Çetin konuşmasında; Enternasyonal Komünist İşçi Birlik ile Köz’ün eylem birliğini ifade eden bir platformun cumhurbaşkanı adayı olmaktan onur duyduğunu belirtti. Yola “İki sınıf var!” diye çıktığımızı, burjuvazinin çözümünün karşısında proletaryanın çözümünü savunduğunu anlattı. Tutumsuzluk bir tutumdur, burjuva çözüm yanlıları ya “Cumhura karşı Millet” diyorlar ya da sessizler dedi. Proleter çözümü benimseyenler ya bizi desteklemeli ya da “Düzen partilerine hiçbir turda oy yok” diyerek bizden destek talep etmeli, dedi.
KöZ olarak söz aldığımızda ise devrimcilerin görevinin siyasi gerçekleri açıklamak olduğunu anlattık. Devrimci durum varken sola hâkim olanın devrimci siyasetten kaçış olduğunu, “Tek yol devrim!” diyemeyenlerin konu seçimler olunca kafalarını kuma gömdüğünü belirttik. Enternasyonal Komünist İşçi Birliği ile Köz’ün eylem birliğinin bir ayrım çizgisi çektiğini, seçimlerde takınılması gereken devrimci tutumun ne olduğunu herkese gösterdiğini vurguladık.

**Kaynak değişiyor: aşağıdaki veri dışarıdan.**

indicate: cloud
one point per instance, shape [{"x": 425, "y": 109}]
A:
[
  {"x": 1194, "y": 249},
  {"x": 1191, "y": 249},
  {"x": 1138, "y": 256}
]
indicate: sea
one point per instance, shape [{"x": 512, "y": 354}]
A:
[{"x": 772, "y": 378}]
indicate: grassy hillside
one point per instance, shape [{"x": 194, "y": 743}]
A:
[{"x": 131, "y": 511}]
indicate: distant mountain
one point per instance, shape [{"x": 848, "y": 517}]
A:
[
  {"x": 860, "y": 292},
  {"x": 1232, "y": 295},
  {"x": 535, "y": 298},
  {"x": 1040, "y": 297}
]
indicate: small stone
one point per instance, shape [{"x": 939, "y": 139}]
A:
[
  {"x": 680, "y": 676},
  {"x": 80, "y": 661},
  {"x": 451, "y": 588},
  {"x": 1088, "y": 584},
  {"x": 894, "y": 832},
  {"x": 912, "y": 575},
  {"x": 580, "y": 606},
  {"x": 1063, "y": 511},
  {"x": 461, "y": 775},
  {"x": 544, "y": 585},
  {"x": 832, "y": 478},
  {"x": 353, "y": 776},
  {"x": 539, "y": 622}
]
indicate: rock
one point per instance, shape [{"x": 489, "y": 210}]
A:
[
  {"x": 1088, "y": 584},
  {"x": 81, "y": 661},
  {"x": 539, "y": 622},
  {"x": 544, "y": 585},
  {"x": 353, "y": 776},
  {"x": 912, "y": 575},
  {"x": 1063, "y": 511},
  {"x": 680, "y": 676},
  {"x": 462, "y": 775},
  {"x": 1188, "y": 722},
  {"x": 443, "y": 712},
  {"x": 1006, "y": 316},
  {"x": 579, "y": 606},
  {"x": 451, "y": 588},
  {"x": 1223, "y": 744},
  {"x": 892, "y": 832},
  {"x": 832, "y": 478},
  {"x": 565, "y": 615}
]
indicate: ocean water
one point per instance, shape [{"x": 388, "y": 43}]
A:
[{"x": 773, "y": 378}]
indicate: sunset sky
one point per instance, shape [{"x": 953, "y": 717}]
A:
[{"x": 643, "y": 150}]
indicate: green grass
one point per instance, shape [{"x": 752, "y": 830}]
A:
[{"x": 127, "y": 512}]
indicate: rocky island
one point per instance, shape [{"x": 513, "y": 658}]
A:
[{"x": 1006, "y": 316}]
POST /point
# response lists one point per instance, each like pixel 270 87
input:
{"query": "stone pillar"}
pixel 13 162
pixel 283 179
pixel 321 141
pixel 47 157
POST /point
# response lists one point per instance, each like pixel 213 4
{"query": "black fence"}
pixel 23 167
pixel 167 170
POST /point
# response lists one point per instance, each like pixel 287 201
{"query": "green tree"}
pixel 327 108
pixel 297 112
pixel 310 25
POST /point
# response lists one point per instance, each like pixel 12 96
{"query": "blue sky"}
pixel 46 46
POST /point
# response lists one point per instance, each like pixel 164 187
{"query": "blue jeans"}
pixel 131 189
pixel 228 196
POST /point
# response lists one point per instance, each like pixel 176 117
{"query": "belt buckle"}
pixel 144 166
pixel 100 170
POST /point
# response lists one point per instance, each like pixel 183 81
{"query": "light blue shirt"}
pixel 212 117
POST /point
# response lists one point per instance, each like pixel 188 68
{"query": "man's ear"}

Bugün ise ihtiyacın devrimci tutumun ne olduğunu göstermekle yetinmeyip bir devrime önderlik edecek partiyi yaratmanın öncelikli görev olduğuna işaret ettik.
Enternasyonal Komünist İşçi Birliği ise omurgasızlığın hüküm sürdüğü bir dönemde bağımsız aday çalışmasının umut verici ve ön açıcı olduğunu ifade etti. Seçim çalışmamızla kendimizi sadece düzen partilerinden değil parlamentarist akımlardan da ayırdığımızı, sermayeye bel bağlamadığımızı, işçi sınıfının gücüne güvendiğimizi söyledi. Bugün yürüttüğümüz afiş, dağıtım ve ajitasyon çalışmasının emekçiler arasında siyasi gerçekleri açıklamanın her zaman mümkün olduğunu gösterdiğini söyleyerek ve bunu bizimle ortak yapmanın önemine de işaret etti.
İkinci kısımdaki soru ve görüşlerle birlikte neden seçimleri boykot etmek yerine bir aday çıkardığımız, soldaki bekleyişin sebepleri, solun güçlü mü zayıf mı olduğu hakkında konuşma, tartışma imkanını bulduk.
Etkinliğin sonlanmasıyla Bursa’daki çalışmamız tamamlandı. Ancak katılanlarla sohbetimiz ilerleyen saatlere kadar devam etti. Enternasyonalist Komünist İşçi Birliği ile eylem birliğimizin ilk ortak etkinliği olarak gerçekleşen ve sol içerisinde yaygın rekabet anlayışının aksine dayanışma içerisinde organize ettiğimiz, seçim tutumumuzu etkili biçimde anlatma fırsatı yaratan bir çalışma oldu.